For the technical negotiations, numbers are useful. One that the anti-Iran faction in the US and Israel (the two are intertwined) managed to provide the name for is “breakout time.” That is the time needed for Iran to enrich enough uranium for one bomb. A number of variables come into this, but the main one is the number of centrifuges and how effectively they are working.
“Breakout time” is not the time required for Iran to make a bomb, even if it sounds that way. Making a bomb would take additional time to machine the uranium and assemble, perhaps construct, other components of a bomb. We don’t know how much of the other components Iran has already manufactured; that work can easily be done in secret. If they have all the parts, and we know they are capable of making them, it might take a month or two beyond “breakout time.”
This is where the question of whether Iran wants a bomb becomes important. What does a country do with one bomb? Testing probably would not be necessary; the Manhattan Project’s uranium bomb, the one detonated over Hiroshima, was never tested. Iran probably has a design for a uranium implosion bomb that China developed, but there are rumors that that is not a reliable design.
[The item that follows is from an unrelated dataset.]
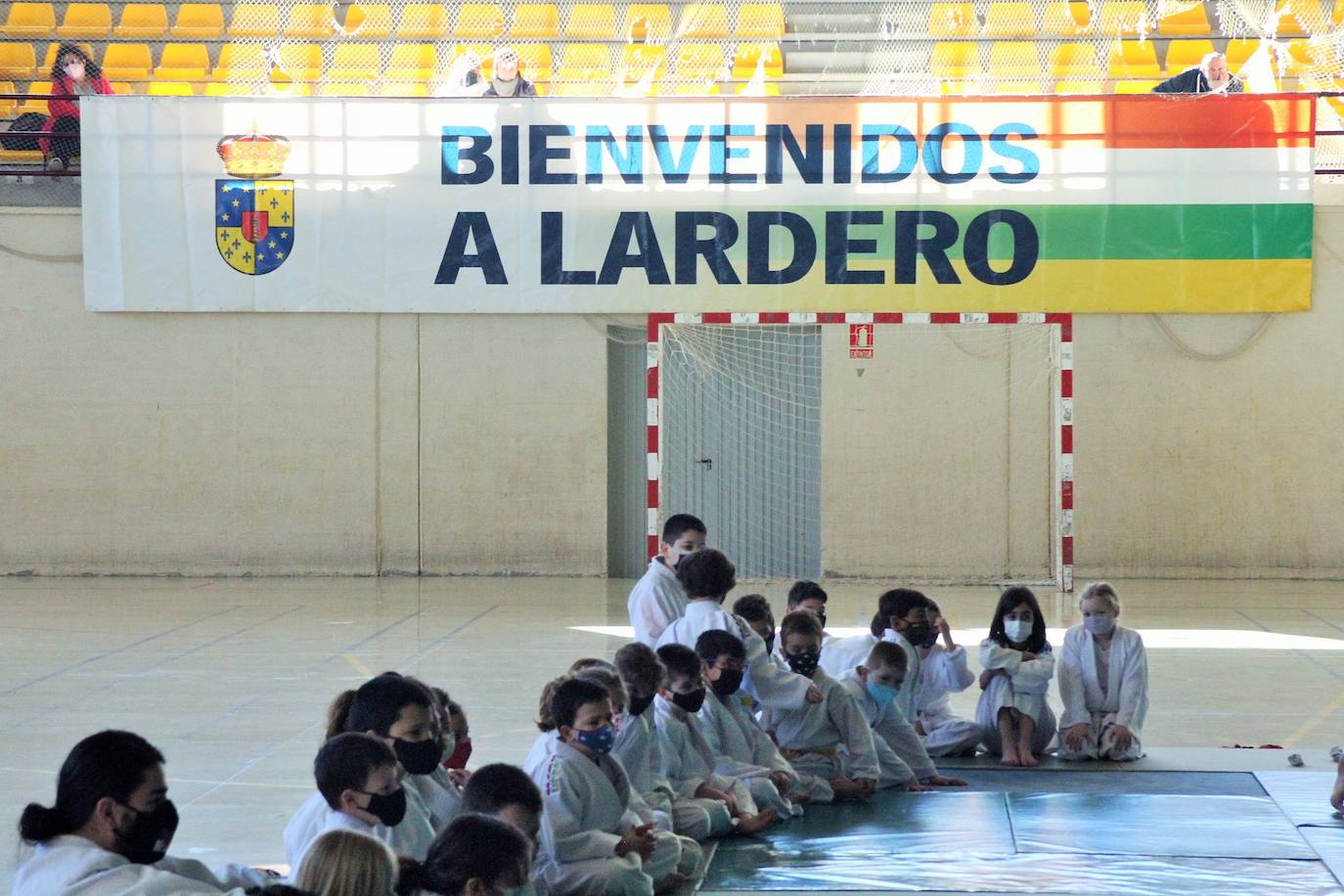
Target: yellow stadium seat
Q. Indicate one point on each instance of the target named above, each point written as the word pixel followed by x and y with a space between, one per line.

One bomb becomes a target for Israel, which likes daring single-target strikes like the ones they’ve carried out in Iraq and Syria. But it’s also a keep-away to deter Israel. The Iranian government has to consider that.
Of course, once they’re running the centrifuges to produce enriched uranium, additional bombs can come relatively quickly.
Iran’s ratcheting-up strategy implies further steps toward a bomb if the JCPOA talks fail. There is undoubtedly pressure within Iran to go all the way. They have stepped back before, and perhaps they can find a way to step back now. But the best move would be for the US to come back to the JCPOA.